The things that are described there also work together / can be used in combinations.
For example semaphores, channels, async-channels, threads and many other things can be used as syncronizable events, which means that you can use sync
to wait for multiple things at the same time and also handle them individually with handle-evt
this is useful for threads that collect results from multiple other threads or for threads that are used as "control" threads (listening for multiple inputs / receiving control messages / then possibly creating or terminating worker threads etc.)
Async-channels are useful as work queues because multiple threads can put to and get from them, so they can be used to distribute work or collect results. When you create them with a limited max size they can be useful as a buffer between producers and consumers, for example if your producers are faster then your consumers, an unlimited async-channel would keep growing taking more and more memory if you limit it to number of consumers + a few more (so that consumers always have work items waiting for them) then producers are blocked/paused whenever consumers are too slow.
(Why would you want multiple consumers in a non parallel, concurrent szenario? For example in a webscraper, where every consumer processes a link by downloading it and sends the links it finds to a found-links-queue that is processed by a thread (which has a set of seen links) that adds the link to the work queue if it wasn't seen yet. Downloading is often mostly, concurrently with other downloads, waiting for input.)
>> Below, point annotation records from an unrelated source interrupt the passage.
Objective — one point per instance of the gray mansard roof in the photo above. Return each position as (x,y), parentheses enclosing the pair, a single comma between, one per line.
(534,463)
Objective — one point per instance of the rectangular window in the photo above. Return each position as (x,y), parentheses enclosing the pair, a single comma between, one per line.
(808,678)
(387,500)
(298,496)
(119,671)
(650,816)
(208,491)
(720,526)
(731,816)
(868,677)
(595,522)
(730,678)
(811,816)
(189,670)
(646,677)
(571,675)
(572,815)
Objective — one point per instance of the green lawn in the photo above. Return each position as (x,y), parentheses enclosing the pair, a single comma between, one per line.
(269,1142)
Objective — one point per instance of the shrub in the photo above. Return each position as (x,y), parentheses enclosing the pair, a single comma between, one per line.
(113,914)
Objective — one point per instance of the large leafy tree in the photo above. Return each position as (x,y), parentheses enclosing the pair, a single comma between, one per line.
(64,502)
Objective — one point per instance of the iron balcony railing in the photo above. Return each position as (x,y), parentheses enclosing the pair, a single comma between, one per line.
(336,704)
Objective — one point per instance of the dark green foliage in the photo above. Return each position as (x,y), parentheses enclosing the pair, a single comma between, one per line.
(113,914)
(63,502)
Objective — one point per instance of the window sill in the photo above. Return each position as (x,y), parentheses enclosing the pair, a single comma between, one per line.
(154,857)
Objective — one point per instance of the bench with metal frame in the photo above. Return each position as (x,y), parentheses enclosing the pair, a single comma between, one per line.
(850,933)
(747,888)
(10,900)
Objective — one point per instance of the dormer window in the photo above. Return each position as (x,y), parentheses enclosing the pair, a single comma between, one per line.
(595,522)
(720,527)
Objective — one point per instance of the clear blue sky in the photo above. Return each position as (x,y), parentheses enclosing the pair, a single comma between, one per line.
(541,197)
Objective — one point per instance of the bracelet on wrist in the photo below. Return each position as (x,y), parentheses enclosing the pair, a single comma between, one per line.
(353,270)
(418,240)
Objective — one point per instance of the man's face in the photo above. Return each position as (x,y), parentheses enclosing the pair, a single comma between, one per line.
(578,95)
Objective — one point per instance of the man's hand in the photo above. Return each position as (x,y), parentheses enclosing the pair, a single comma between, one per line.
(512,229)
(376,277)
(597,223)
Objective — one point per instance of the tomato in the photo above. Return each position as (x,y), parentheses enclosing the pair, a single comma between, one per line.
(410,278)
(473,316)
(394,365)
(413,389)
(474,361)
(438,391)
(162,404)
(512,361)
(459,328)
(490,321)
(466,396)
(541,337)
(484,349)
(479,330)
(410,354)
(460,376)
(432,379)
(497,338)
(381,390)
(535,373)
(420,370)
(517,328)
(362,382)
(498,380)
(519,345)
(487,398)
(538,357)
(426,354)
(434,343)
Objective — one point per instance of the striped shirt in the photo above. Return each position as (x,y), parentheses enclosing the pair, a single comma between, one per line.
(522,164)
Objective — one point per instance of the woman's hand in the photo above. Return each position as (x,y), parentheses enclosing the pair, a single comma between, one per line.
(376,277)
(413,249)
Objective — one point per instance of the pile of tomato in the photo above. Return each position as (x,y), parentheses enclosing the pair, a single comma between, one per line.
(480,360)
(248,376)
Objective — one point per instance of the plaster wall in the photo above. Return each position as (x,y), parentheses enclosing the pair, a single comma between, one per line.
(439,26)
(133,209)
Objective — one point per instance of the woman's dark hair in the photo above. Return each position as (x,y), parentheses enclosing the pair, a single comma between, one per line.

When you pair your data so that mostly threads own the data they need to access, then you don't have to worry about other threads while accessing that data. Keep in mind that threads are pretty light weight and you can create many of them and give each what it needs, on construction or for example by receiving it via thread-receive
.
Semaphores are useful when you want to make something look atomic to multiple threads, while also allowing them to read/write fairly arbitrary. Doing this may seem like an easy solution (and I also use it), but it is very possible that this creates a lot more contention between the different threads, then is necessary with a less hammer like solution.
The other things I wrote are mostly about trying to avoid that situation. (Because when you can avoid multiple writers things get easier, especially if you also want parallelism not only concurrency, where contention really becomes problematic)
I will add a disclaimer here that I haven't done much parallelism with racket yet.
If you have specific questions about certain code patterns (with examples) and what could be useful there, it is easier to discuss those, then making "general" claims.